We come to the second consideration noted above, which can be expressed in two questions, “What is heaven? Where is it?” We should note that Pope Pius XII did not say that Mary “was taken body and soul to heaven,” but rather, “taken body and soul to heavenly glory.” This leaves room for the teaching of St. John Paul II that heaven is not to be thought of as a locality, like being in this place or that place, but rather as a kind of existence with God. Our human limitations are again a problem. Benedict XVI went a step further, “Heaven is simply God.” Heaven is not up there, nor is hell down there. These are human expressions of positive and negative. They do not express reality but imagination. They are based on ancient concepts of how the universe exists. The earth was the center. Heaven was above the earth. Hell was under the earth. The earth was even thought to be set on pillars to hold it in place. Despite common sense and science, one can still find people who adhere to such ideas because “The Bible says so.” Unable to open their minds to figurative language, they consider the Bible a science textbook or a textbook for anything else, since “every word in the Bible has to be true.” That is correct but not always in the way they may think it is. To be in heaven, to ascend to heaven, to be assumed into heaven is but a human way of saying that someone is with God in heavenly glory.
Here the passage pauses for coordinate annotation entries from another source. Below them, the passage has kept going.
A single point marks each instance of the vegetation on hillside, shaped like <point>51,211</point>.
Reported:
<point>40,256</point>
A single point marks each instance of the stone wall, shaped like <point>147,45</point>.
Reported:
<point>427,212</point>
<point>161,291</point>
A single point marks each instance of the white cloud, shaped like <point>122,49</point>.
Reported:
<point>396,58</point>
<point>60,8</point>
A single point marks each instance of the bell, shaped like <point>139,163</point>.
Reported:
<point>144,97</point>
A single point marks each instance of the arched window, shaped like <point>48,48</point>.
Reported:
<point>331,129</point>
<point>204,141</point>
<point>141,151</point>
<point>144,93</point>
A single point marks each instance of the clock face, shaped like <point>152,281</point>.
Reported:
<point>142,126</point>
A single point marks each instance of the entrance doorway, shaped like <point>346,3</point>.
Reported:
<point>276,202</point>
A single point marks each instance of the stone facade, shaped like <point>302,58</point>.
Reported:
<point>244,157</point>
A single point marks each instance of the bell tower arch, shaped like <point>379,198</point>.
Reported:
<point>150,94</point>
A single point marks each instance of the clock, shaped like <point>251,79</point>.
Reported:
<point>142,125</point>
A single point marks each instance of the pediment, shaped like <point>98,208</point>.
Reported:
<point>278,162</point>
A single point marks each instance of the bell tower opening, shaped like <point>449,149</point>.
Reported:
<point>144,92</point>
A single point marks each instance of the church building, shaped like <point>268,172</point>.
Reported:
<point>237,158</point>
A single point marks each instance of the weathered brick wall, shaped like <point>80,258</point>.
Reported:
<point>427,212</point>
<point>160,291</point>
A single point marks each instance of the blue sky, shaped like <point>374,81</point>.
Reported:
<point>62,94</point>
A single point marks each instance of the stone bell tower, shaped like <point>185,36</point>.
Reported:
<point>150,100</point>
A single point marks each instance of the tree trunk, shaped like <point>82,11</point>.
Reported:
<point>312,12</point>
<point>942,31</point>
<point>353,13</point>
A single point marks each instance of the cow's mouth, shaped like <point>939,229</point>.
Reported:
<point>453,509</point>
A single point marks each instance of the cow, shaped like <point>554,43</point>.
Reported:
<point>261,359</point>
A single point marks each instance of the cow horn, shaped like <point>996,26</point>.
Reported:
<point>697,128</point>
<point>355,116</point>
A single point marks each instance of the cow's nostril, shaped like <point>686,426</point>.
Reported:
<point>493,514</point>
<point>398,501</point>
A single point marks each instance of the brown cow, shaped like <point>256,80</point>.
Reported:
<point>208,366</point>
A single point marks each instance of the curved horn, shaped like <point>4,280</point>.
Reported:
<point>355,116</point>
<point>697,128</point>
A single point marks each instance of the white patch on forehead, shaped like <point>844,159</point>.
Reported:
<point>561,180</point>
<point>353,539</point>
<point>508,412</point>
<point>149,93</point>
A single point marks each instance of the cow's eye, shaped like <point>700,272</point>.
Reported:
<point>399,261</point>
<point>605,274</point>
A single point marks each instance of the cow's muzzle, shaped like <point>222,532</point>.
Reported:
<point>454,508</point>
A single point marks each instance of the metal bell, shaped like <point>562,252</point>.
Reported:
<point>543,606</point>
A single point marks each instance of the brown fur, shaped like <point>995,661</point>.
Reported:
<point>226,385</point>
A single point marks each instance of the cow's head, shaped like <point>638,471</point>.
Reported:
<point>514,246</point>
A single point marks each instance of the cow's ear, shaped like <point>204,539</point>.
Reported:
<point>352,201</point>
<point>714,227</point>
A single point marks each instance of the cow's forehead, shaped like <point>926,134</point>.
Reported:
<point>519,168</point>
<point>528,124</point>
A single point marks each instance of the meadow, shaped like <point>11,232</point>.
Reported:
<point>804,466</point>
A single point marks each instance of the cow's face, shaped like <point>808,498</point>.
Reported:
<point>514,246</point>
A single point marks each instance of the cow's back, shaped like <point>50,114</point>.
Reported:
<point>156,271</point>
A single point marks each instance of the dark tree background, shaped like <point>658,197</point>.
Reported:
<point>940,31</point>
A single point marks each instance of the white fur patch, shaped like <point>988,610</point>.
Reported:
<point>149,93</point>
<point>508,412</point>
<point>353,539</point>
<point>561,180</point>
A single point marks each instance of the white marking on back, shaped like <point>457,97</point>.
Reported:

On a practical or spiritual level, what can Mary’s Assumption mean to us? This belief tells us that at the center, next to Jesus, and because of Jesus, there is a woman praised by the Scriptures as “full of grace” and “Blessed are you among women because you have believed there will be fulfillment of what was spoken to you by the Lord.” More than that, the Scriptures call her “Mother of my Lord,” meaning simply “Mother of God.” Honoring the presence of Mary’s body and soul in heavenly glory proclaims that a female body — so often humiliated, insulted, ridiculed, disgraced, abused, exploited, scorned, considered defiled — has been elevated to a dignity greater than that of any human being except the human nature of the Son of God. The Assumption of Mary signifies our destiny — the return of the creature to the Creator. It is, so to speak, a return to the stars of the stardust that constitutes our bodies as it constituted the bodies of Mary and Jesus. The body of Jesus entered heavenly glory first, Mary was second, and we are destined to follow. Only one woman can in a unique way say of the Son of God, “This is my body! This is my blood!”